Audit Commission axe 'to cost more than forecast'

16 Sep 10
The cost of abolishing the Audit Commission could spiral because of a potential rise in its pensions deficit, Public Finance has learnt
By Jaimie Kaffash

16 September 2010

The cost of abolishing the Audit Commission could spiral because of a potential rise in its pensions deficit, Public Finance has learnt.


The liabilities of the scheme – which were £106m in 2009/10 – are anticipated to increase by the time of the abolition of the quango in 2012. This is because of the growing number of redundancies, leading to fewer contributions.

PF understands that the most likely outcome is that the fund will be absorbed into the civil service pension scheme, passing on its liabilities to central government. Raising the cost of local authorities’ fees to cover the deficit during the commission’s final year is expected to be politically too difficult. 
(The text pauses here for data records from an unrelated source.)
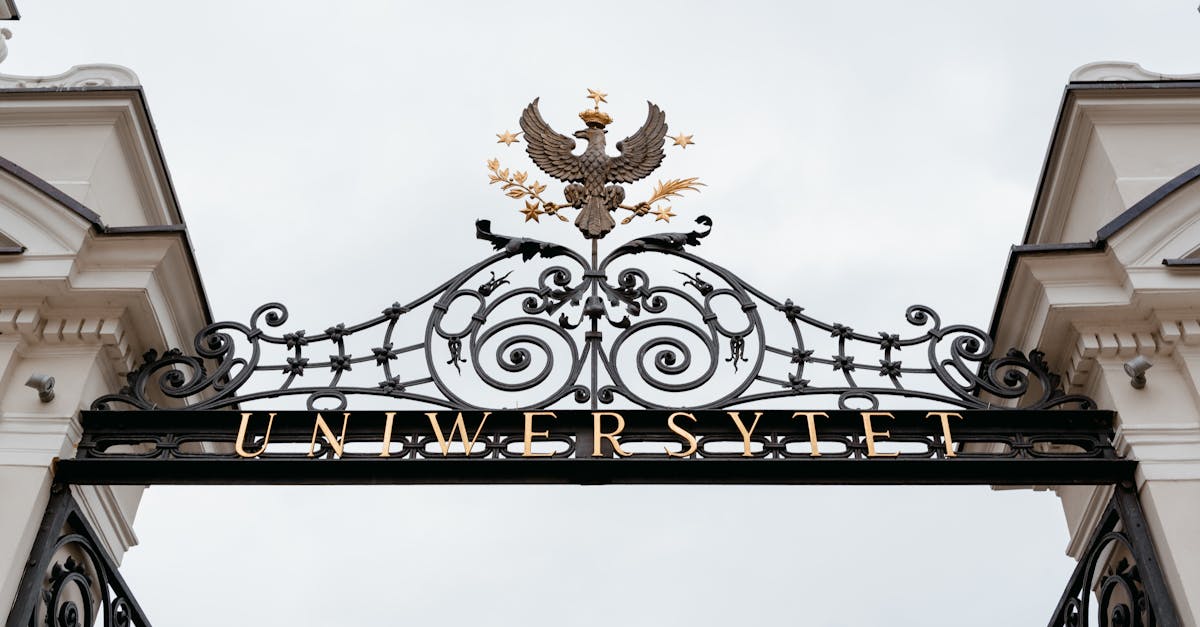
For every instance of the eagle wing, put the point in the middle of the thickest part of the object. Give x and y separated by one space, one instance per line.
547 148
642 151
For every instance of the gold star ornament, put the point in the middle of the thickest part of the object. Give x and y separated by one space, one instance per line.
598 96
508 138
532 212
683 141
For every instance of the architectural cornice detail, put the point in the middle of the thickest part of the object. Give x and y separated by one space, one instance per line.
52 328
1114 71
81 76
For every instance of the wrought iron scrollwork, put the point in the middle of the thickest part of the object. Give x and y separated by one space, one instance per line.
589 333
70 579
1121 569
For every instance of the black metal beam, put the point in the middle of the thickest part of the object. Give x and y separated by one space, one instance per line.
597 472
999 448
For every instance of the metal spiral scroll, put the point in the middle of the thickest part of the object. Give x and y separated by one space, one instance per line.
73 581
591 333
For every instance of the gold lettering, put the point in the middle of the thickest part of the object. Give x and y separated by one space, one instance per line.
531 434
241 435
336 443
387 435
745 434
459 425
871 433
946 429
813 429
597 434
682 433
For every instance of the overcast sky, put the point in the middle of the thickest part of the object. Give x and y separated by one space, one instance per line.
859 157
Richard Hardy, negotiations officer at the Prospect union, said any pension liabilities would be ‘crystallised’ on the commission’s closure. He added that the issue ‘did not seem to have been thought through before the decision to abolish the commission’.
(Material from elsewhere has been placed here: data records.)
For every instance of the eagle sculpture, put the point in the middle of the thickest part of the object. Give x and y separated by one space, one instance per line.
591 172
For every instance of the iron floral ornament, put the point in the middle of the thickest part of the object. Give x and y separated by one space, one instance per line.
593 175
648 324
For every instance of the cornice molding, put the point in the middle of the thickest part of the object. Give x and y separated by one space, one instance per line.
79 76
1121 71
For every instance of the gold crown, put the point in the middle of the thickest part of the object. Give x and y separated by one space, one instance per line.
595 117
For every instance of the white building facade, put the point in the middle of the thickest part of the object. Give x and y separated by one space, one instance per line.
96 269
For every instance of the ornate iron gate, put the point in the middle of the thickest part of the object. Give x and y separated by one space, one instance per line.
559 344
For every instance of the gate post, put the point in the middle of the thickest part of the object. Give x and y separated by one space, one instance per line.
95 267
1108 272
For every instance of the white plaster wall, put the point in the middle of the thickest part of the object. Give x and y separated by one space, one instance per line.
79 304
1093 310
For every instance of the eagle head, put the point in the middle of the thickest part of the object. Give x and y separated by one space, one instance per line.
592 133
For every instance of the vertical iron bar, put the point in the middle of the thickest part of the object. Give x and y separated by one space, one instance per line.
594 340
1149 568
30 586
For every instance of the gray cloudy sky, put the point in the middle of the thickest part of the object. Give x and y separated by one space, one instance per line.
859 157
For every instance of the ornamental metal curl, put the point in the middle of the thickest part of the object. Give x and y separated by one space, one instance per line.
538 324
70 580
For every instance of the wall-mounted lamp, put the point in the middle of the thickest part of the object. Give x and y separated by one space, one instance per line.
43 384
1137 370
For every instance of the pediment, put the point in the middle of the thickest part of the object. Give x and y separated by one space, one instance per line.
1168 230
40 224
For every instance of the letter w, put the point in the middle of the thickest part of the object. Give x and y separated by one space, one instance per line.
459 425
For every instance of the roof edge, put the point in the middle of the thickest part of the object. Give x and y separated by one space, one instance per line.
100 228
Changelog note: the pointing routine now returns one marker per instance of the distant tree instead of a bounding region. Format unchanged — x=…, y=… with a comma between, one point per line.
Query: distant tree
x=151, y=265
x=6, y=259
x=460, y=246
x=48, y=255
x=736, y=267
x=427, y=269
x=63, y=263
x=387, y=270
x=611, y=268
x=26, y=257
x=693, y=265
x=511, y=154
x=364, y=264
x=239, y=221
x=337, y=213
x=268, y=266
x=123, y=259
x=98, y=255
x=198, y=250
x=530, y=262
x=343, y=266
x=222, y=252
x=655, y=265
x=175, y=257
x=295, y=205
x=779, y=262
Hardy claimed that Local Government Secretary Eric Pickles, who expects to save about £50m a year from closing the spending watchdog, had failed to respond to requests to meet about the matter.
A spokeswoman for the Department for Communities and Local Government said the scheme’s future would be ‘considered as part of the broader plans to transfer the commission’s audit functions into the private sector’. 

The fund is set up in a trust, separate from the commission and entirely dependent on funding from employer and employees. It is currently close to breaking even and judged to be performing well.

A letter from the chair of the scheme’s trustees, Sue Timbrell, to members last month said there were ‘several ways’ in which the benefits could be dealt with, ‘including retaining them in the Audit Commission Pension Scheme, by transfer to another pension scheme or merging with another scheme’.

Last week the PF website revealed that abolishing the Standards for England watchdog could cost more than two and a half times its £6m annual budget. Pension liabilities were a significant factor.